3. Zhong X, Meyer CH, Schlesinger DJ, et al. Tracking brain motion during the cardiac cycle using spiral cine-DENSE MRI. Med Phys. 2009;36(8):3413-3419.

4. Neu CP, Hull ML. Toward an MRI-based method to measure non-uniform cartilage deformation: An MRI-cyclic loading apparatus system and steady-state cyclic displacement of articular cartilage under compressive loading. J Biomech Eng. 2003;125(2):180-188.

5. Tamir JI, Ong F, Cheng JY, et al. Generalized magnetic resonance image reconstruction using the Berkeley Advanced Reconstruction Toolbox, in ISMRM Workshop on Data Sampling & Image Reconstruction, Sedona, AZ 2016.

Figures

Figure 1. Process for calculating displacement and strain maps from DENSE MR images and applying CS. Coronal double echo steady state (DESS) images visually confirmed that the joint is responding to load. DENSE MR images of frame 1 (unloaded) and frame 27 (loaded) displayed phase maps which are converted to displacement. The displacement of average 8 and 1 data were smoothed and used to output Green-Lagrange strains. CS was conducted on the 1 average k-space data and followed the equivalent process as the DENSE MR images. Yellow boxed area was magnified in Fig. 2.

Figure 2. Medial cartilage displacement and strain maps at four representative time points. The tibiofemoral cartilage area was selected for displacement and strain analysis. Both displacement (smoothed 10 cycles) and strain maps showed a gradual increase over time and have heterogeneous patterns in the pixel-level. For the strain values, Eyy reached a maximum of 0.21. Representative images for one (A) male and one (B) female subject.

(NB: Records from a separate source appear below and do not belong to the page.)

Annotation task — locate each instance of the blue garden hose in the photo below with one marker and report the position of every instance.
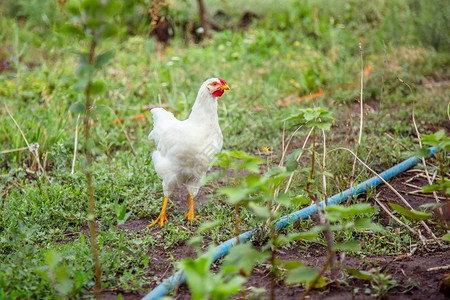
(178, 278)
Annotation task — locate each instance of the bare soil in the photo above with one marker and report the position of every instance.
(410, 270)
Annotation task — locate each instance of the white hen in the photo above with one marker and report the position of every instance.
(185, 149)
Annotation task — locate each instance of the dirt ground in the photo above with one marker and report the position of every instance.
(410, 270)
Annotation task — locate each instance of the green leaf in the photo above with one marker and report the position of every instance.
(52, 258)
(300, 200)
(103, 59)
(366, 223)
(446, 237)
(293, 264)
(108, 30)
(207, 226)
(283, 199)
(301, 274)
(347, 246)
(77, 108)
(234, 194)
(97, 87)
(306, 235)
(260, 211)
(244, 257)
(198, 276)
(291, 160)
(112, 8)
(73, 30)
(445, 187)
(410, 213)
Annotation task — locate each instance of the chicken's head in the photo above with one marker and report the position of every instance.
(216, 86)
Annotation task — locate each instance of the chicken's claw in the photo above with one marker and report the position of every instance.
(190, 215)
(162, 215)
(160, 220)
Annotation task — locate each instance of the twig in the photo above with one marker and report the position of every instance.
(398, 142)
(392, 189)
(14, 150)
(288, 184)
(394, 217)
(75, 146)
(124, 131)
(439, 268)
(324, 178)
(34, 152)
(361, 122)
(420, 144)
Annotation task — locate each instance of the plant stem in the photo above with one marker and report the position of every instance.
(237, 223)
(361, 122)
(322, 221)
(88, 172)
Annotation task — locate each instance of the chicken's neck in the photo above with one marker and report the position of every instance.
(205, 108)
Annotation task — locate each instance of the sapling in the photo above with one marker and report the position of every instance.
(92, 21)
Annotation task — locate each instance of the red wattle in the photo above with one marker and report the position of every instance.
(218, 93)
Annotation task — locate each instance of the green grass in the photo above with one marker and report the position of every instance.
(299, 48)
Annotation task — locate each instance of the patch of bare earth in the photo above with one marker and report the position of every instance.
(411, 272)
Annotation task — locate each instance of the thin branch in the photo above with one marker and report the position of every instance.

Figure 3. Compressed sensing improves displacement mapping of low average images. Medial cartilage displacement maps at frame 27 were compared between 1 average and CS. (A) CS improves the SNR in the displacement maps. (B) RMSE with respect to the average 8 images also is reduced by CS. This trend is shown on both subjects (one male, one female). (C) Strain maps were compared between each case where CS improves the erroneous values of average 1 data in Eyy.

Figure 4. Compressed sensing was used to find a minimum number of image averages needed to characterize deformation fields. DICOM images were reconstructed by selectively choosing the number of averages of data in k-space. (A) Displacements in y of the DICOM images were noisy, but moderately improved with more averaging. CS reduced the noise in the displacement y maps and smoothed the displacements with more averages. (B) Quantitative plots show the SNR of CS images were higher than the DICOM images in both subjects. RMSE gradually improved with more averages with both CS and DICOM data.